VAST Data was one of a few select vendors that supports GDS officially at launch by NVIDIA, which became generally available in 2021. More ecosystem work is expected to be completed in that time frame as well, with support for the NVIDIA cuFile APIs (necessary to exploit GDS capabilities) in major Deep Learning Frameworks such as Tensorflow, PyTorch, and MXNet, as well as exploration of new use cases for this work.
GPU Direct Use Cases in real life
NVIDIA did some stellar work integrating the GDS cuFile APIs into various pieces of the NVIDIA software portfolio, starting with NVIDIA Dali, an image augmentation library, with Python bindings. They also introduced GDS support for image loading in numpy format to allow for fast loading into GPU memory for inference. VAST Data (yours truly) presented (at Tech Field Day in 2023) a variety of live benchmarks for GDS and other real-life applications, notable among which was using the GDS numpy integration to accelerate the MLPerf DeepCam Climate Segmentation benchmark, as well as using the DALI integration to show how MRI images can be ingested faster with GDS. These results, and others, can be viewed on YouTube from that .
Since then, the use of GDS has made rapid strides with NVIDIA incorporating GDS support in its RAPIDS framework, with direct support for GDS.
GPU Direct Storage functionality on VAST is invoked by using the cuFile APIs from NVIDIA, which provide bindings in the C Language, and are part of CUDA from CUDA 11.4 onwards. One way to use GDS for applications is to directly write the appropriate cuFile function calls into custom CUDA code in the calling application. The implementation will depend on application details, but most CUDA developers will know how to proceed - the API specification is fairly straightforward.
However, in many cases, GDS is integrated with other frameworks from NVIDIA, allowing for more transparent access to its capabilities. Note that GDS is useful when the data are needed in the GPU VMEM with no requirements to do any CPU-based processing in SYSMEM. Typically, large datasets benefit from this significantly. There are a few broad areas where GDS works “out-of-the-box” without any need to write to the cuFILE APIs.

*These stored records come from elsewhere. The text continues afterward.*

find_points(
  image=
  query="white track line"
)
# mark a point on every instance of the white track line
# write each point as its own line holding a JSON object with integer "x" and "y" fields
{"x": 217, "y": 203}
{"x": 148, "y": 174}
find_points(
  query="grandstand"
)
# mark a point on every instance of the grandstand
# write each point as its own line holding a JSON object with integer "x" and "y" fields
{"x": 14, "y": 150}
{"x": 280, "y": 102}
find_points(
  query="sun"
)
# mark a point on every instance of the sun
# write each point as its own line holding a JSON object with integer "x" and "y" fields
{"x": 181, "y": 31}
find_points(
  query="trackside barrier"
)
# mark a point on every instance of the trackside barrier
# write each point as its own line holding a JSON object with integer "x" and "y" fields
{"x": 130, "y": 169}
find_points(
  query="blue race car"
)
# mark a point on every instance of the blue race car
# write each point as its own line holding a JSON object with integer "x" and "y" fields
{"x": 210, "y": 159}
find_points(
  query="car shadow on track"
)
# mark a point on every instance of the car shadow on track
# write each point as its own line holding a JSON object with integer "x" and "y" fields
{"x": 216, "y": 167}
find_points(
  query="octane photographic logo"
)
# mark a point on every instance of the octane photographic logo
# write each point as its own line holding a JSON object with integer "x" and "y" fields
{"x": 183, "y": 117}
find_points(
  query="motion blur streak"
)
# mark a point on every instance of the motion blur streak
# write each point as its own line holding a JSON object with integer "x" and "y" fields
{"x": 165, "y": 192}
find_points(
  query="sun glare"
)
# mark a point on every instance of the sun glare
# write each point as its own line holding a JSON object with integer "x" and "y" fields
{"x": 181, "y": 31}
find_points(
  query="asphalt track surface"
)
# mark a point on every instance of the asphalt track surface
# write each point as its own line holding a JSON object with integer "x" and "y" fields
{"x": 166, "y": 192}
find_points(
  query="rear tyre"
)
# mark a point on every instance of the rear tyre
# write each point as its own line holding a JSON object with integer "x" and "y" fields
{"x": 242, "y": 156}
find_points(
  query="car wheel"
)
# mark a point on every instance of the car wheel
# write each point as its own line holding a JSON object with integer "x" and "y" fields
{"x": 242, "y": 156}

Using the NVIDIA RAPIDS framework, many components of RAPIDS support GDS either automatically or with some tweaking of configurations. Much of this is by using the KvikIO libraries and integrating this with various tooling for dataframes - cuDF, medical images - cuCIM, Machine Learning - cuML, Graphs - cugraph, etc. Many file types, such as Parquet, CSV, ORC, ZARR, etc., and multi-tiled Whole Slide Images (WSI) can be accessed using cuDF and cuSIM with significant performance gains using the RAPIDS framework.
GDS can also be used to accelerate inference in frameworks such as vLLM with LMCache by providing acceleration to offload KV Cache to external GDS capable storage. VAST is a contributor to this effort in the LMCache project. This functionality can also be used to accelerate inference in the NVIDIA Dynamo LMCache integration framework.

The reader is encouraged to study the references provided in this section to determine where benefit could be derived.
The interest in this from our customer base is unprecedented. Many of our customers who have purchased DGX A100 systems are planning to use them with VAST systems, with or without GDS, as VAST Data offers a scalable, highly performant, and cost-effective platform to base their Deep Learning workloads on, without any compromises.